Tributes to ex-Western Mail photographer
ONE of Wales’ best-known newspaper photographers, Tony Paradice, has died.
He spent the majority of his working life with the Western Mail in its Carmarthen office before retiring in 2006.
Tony passed away at his home in Llanddowror, St Clears, following a heart attack.
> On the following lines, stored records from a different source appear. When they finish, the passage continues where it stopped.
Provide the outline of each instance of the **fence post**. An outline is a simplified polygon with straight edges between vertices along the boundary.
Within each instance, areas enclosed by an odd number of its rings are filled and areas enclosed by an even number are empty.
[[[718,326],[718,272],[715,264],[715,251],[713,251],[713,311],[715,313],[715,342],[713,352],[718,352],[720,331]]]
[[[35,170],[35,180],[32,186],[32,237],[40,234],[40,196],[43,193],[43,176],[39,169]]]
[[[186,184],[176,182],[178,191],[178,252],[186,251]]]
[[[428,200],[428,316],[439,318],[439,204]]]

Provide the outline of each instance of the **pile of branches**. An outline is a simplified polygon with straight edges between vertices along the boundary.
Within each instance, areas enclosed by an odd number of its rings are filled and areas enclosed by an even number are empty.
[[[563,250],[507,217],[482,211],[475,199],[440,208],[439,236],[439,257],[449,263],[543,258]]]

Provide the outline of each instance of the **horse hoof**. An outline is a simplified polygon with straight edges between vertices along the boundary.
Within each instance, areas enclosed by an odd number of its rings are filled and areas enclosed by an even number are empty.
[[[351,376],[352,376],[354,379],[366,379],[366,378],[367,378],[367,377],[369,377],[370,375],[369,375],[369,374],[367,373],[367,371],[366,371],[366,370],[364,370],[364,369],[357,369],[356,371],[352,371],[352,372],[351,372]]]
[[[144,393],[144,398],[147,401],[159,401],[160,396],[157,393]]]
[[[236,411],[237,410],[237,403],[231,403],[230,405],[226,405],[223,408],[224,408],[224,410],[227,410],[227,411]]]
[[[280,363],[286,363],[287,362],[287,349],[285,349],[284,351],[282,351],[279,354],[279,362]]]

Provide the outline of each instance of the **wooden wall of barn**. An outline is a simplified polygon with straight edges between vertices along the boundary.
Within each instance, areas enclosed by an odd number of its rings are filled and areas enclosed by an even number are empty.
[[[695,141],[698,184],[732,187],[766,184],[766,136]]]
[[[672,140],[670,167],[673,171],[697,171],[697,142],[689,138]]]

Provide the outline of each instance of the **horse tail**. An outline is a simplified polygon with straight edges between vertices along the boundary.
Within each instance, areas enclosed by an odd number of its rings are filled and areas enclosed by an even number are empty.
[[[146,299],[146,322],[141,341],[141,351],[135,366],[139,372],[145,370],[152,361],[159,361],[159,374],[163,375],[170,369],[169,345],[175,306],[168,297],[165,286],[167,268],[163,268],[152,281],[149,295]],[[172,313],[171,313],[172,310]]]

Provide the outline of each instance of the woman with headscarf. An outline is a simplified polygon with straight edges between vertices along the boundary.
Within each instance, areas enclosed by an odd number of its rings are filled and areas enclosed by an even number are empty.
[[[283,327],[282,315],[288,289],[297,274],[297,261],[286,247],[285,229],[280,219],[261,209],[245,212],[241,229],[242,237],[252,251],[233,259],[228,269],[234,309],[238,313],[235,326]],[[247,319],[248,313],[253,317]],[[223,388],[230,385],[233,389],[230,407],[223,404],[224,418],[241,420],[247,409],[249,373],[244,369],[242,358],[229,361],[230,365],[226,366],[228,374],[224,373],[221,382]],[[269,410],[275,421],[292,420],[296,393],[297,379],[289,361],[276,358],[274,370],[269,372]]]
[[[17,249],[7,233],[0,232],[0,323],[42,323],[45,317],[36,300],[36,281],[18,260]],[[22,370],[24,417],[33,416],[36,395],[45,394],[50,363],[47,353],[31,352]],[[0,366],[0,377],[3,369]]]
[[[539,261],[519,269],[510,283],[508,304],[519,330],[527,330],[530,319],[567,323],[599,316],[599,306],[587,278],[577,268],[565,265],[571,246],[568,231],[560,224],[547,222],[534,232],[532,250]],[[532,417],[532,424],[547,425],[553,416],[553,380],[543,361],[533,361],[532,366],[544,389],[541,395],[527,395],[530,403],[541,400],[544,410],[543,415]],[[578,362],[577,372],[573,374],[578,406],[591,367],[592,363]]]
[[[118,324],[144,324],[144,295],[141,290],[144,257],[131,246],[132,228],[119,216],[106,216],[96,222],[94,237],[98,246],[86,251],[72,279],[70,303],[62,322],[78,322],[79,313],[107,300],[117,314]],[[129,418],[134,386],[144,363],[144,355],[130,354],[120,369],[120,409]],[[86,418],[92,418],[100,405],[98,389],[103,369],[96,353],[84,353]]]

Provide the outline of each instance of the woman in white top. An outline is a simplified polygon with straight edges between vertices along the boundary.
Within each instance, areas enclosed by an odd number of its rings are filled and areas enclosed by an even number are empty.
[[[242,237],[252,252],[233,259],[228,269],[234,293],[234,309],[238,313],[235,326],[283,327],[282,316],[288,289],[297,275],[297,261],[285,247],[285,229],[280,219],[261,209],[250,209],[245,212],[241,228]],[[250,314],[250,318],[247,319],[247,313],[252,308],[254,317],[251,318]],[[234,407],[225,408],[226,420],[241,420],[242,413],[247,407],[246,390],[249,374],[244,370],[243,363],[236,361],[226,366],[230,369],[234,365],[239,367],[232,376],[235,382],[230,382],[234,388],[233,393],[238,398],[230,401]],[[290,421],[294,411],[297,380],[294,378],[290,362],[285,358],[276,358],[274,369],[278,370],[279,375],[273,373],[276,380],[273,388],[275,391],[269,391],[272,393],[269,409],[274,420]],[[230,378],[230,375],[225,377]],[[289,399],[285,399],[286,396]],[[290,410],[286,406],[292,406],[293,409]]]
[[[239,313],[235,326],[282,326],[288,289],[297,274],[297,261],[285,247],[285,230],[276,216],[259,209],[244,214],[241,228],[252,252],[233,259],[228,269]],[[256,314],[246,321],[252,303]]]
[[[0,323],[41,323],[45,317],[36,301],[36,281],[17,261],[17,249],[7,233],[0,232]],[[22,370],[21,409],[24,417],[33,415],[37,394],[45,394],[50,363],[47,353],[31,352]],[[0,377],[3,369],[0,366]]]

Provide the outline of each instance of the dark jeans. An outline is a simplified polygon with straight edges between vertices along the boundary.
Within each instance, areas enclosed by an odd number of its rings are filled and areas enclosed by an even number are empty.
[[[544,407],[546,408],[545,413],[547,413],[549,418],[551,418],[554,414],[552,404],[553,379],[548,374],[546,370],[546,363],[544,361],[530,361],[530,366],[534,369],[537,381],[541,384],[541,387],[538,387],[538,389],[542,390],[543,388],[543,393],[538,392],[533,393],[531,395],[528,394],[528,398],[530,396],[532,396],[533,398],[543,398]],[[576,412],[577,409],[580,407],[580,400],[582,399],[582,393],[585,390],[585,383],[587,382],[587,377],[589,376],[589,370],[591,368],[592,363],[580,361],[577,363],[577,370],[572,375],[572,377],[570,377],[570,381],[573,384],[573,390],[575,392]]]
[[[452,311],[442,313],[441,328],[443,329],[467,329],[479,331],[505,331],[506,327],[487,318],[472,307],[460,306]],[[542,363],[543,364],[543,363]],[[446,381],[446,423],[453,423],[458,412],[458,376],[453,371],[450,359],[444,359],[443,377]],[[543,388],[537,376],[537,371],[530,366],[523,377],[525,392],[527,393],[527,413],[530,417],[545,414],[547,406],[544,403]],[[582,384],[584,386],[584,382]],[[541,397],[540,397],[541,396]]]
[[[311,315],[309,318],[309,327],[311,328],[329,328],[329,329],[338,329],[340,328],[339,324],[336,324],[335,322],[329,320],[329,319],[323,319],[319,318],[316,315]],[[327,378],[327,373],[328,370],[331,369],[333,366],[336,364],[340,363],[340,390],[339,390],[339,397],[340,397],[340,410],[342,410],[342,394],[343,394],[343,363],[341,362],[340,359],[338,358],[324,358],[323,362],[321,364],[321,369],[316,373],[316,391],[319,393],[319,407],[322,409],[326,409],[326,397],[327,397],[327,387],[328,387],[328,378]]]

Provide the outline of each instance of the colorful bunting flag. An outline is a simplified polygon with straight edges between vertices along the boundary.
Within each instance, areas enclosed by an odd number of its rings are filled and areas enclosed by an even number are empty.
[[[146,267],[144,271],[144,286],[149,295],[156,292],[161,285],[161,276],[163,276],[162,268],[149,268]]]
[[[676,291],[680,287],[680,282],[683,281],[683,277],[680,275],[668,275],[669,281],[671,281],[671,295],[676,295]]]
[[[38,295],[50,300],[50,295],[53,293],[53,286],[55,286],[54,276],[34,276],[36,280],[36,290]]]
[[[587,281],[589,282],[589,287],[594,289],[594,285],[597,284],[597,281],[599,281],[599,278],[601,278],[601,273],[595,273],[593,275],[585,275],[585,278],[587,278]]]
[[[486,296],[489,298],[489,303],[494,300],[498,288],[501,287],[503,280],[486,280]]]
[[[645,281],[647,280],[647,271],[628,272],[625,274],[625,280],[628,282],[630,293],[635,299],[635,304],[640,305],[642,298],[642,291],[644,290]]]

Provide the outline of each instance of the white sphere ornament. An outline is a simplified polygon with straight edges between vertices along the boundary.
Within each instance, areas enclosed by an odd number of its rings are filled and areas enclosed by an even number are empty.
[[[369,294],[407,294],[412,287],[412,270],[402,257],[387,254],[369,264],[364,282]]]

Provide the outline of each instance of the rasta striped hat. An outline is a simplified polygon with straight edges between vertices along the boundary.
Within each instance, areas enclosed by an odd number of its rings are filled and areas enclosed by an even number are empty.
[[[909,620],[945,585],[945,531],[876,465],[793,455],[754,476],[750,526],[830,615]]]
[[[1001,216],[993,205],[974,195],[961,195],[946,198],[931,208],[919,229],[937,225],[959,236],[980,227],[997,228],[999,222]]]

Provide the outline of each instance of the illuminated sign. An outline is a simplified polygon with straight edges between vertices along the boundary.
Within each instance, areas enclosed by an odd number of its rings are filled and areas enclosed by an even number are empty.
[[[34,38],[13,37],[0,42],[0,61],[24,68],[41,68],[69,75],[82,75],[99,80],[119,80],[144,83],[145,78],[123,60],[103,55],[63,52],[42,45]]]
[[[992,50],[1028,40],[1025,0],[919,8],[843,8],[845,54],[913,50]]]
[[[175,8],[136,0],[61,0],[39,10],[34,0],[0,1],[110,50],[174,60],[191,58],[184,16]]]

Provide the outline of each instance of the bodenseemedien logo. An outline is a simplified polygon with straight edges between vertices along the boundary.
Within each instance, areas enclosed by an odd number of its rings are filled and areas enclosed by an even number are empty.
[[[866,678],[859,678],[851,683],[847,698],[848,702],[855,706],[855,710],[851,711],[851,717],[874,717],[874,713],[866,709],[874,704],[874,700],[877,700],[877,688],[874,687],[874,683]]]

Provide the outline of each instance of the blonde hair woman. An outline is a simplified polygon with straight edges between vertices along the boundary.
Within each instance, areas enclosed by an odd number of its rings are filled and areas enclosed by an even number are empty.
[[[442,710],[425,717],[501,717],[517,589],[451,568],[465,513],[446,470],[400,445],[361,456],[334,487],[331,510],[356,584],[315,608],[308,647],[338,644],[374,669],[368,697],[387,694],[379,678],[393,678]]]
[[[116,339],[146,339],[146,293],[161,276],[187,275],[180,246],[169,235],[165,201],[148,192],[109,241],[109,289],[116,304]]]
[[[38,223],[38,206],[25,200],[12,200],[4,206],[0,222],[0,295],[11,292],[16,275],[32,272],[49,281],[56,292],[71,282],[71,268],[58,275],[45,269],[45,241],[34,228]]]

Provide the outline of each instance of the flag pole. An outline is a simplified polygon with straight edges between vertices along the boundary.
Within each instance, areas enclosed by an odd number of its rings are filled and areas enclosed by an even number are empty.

He was 78.
Born in Cardiff, he left school to study photography before joining the South Wales Argus in Newport in 1959, the hometown of his future wife Dianne.
They married in 1964. Shortly after, he moved to the Western Mail and Echo in Cardiff – and the path for the rest of his working life.
In 1984 he took over the Western Mail’s office in Carmarthen and the Paradices with daughters, Lucy and Sophie, moved to Pocket Lane in Llanddowror, which has been their home ever since.
Ex-Western Mail colleague Clive Lewis said: “He covered Wales from east to west, the south Wales valleys and all points west when he moved to
Carmarthen.
“His pictures were as distinctive as his surname.”
Countless royal visits and international rugby and football matches were spliced in with tragic events like Aberfan in his working portfolio, alongside the everyday happenings and people of Wales.
In recent years the recording of the start-tofinish building of the National Botanic Garden of Wales at Llanarthne in the Towy Valley was a constant assignment on the daily diary.
Colleague and former journalist Roger Sims remembers teaming up with Mr Paradice when he joined the Argus and described him as a “fine, fine man”
Adding: “He was a lovely man and I shall miss him greatly.
“He was not only a great photographer but a great journalist too, he was the photographer any reporter would want to team up with on a job.
His funeral is on Friday at 2pm at St Teilo’s Church, Llanddowror.